Alto risco de infecção hospitalar

de acordo com uma pediatra da rede pública estadual que não quis ser identificada, no hospital em que trabalha o risco de infecção hospitalar é alto para os pacientes internados, tamanha a condição de insalubridade do local. "Tem ratos e baratas na enfermaria. A infecção hospitalar é muito frequente, atinge um número muito alto de crianças. Se permanecer uma semana internada já é um risco muito elevado de infecção hospitalar. É precária a situação de insalubridade. É descaso, desinteresse, desorganização, falta de limpeza.". Octávio Friço completa: "Tudo isso faz parte do dia a dia do médico servidor estadual, e também vem se agravando nos últimos tempos. Trabalhamos sobre constante pressão e infelizmente a população desassistida encontra como escape a figura do médico. Soma- se a isso local insalubre, sem ventilação, sem ar-condicionado, com banheiros quebrados, sem sequer água potável". Ele afirmou que existe sobrecarga, déficit estrutural e logístico, e demanda muito grande de pacientes. Além disso, muitos médicos subsidiam seus próprios equipamentos e materiais de trabalho. "Claro que tudo isso pode levar o médico a um estado de desestímulo, exaustão, crises de ansiedade, depressão e dificuldade de desempenho de suas funções.
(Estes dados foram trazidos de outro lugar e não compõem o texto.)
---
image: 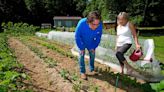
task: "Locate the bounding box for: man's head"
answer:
[87,11,101,30]
[117,12,129,26]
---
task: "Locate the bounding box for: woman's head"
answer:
[117,12,129,26]
[87,11,101,30]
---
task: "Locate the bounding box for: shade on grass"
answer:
[139,36,164,63]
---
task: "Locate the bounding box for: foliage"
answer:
[0,34,27,92]
[2,22,39,36]
[150,80,164,92]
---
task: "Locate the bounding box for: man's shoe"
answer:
[81,73,87,80]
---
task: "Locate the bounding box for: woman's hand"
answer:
[136,44,141,50]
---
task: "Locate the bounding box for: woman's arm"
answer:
[129,22,141,49]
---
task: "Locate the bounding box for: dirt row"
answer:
[9,37,145,92]
[8,38,72,92]
[18,38,127,92]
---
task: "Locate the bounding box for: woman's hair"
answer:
[117,12,129,20]
[87,11,101,23]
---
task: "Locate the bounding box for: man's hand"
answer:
[80,50,85,55]
[91,49,95,53]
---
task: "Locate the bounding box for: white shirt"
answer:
[116,22,132,46]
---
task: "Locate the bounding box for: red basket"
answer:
[129,50,143,62]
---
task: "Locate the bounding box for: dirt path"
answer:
[8,38,72,92]
[19,36,125,92]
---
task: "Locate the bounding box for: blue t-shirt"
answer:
[75,18,103,50]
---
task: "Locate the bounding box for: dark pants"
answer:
[116,44,132,65]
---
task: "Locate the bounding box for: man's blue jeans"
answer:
[79,51,95,74]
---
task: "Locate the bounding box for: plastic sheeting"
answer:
[37,31,163,80]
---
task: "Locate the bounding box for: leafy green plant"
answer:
[0,33,27,92]
[1,22,39,36]
[150,80,164,92]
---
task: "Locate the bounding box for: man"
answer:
[75,11,102,80]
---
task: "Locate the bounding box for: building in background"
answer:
[53,16,81,28]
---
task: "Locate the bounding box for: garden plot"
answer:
[36,31,163,81]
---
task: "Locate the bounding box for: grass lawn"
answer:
[139,35,164,64]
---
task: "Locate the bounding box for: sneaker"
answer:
[90,71,98,75]
[81,73,87,80]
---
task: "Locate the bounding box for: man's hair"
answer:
[87,11,101,23]
[117,12,129,20]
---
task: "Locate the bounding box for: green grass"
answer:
[139,35,164,64]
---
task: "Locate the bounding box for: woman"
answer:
[116,12,140,74]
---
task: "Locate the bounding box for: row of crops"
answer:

Por tudo isso, percebe-se um número crescente de colegas antecipando a aposentadoria, pedindo licença sem vencimentos e exoneração do cargo público. A justificativa é já não ter forças para suportar tanta dificuldade e desvalorização", analisou. Para a médica, o desrespeito e o preconceito em desfavor da categoria é tamanho que para os novos hospitais, como o Dr.Jayme Santos Neves e o Central, são chamados os médicos terceirizados, contratados pelo Governo sem concurso. "O médico servidor continua sendo empurrado para as estruturas sucateadas e insalubres que ainda persistem, e médicos terceirizados com provimentos diferenciados são colocados nestes novos postos". A Secretaria de Estado de Saúde foi procurada pela reportagem, mas não respondeu aos questionamentos.

Operação só com mandado judicial

o que era para ser uma ferramenta de organização das consultas é, na realidade, um dos grandes problemas da saúde pública capixaba. o chamado Sisreg (Sistema Nacional de regulação), que gerencia os atendimentos na saúde tem contribuído para a superlotação e até para que pessoas tenham que recorrer a mandados judiciais para conseguirem atendimentos e operações, de acordo com as fontes entrevistadas. "o Sisreg se tornou um dos grandes gargalos do SUS. Um dos grandes problemas é a falta de um mecanismo que proporcione marcação de retorno do paciente para avaliação de exames complementares e para o devido acompanhamento de sua patologia, e isso acaba por redirecionar esse paciente para o final da fila de espera de atendimento. Isso leva a uma baixa resolutividade do sistema, e o tempo de espera agrava as condições de saúde do paciente ", analisou Friço. A médica que não quis se identificar disse que grande parte das operações que tem feito é de pacientes com mandados judiciais. E muitas vezes, a pessoa que está sendo operada não é a que está com o maior risco de vida. "o que mais temos feito é atender pacientes de mandatos judiciais. São pacientes que cansaram de esperar na fila, se desesperaram e procuraram a justiça. já vi pessoas morrerem esperando a realização da cirurgia", finalizou revoltada.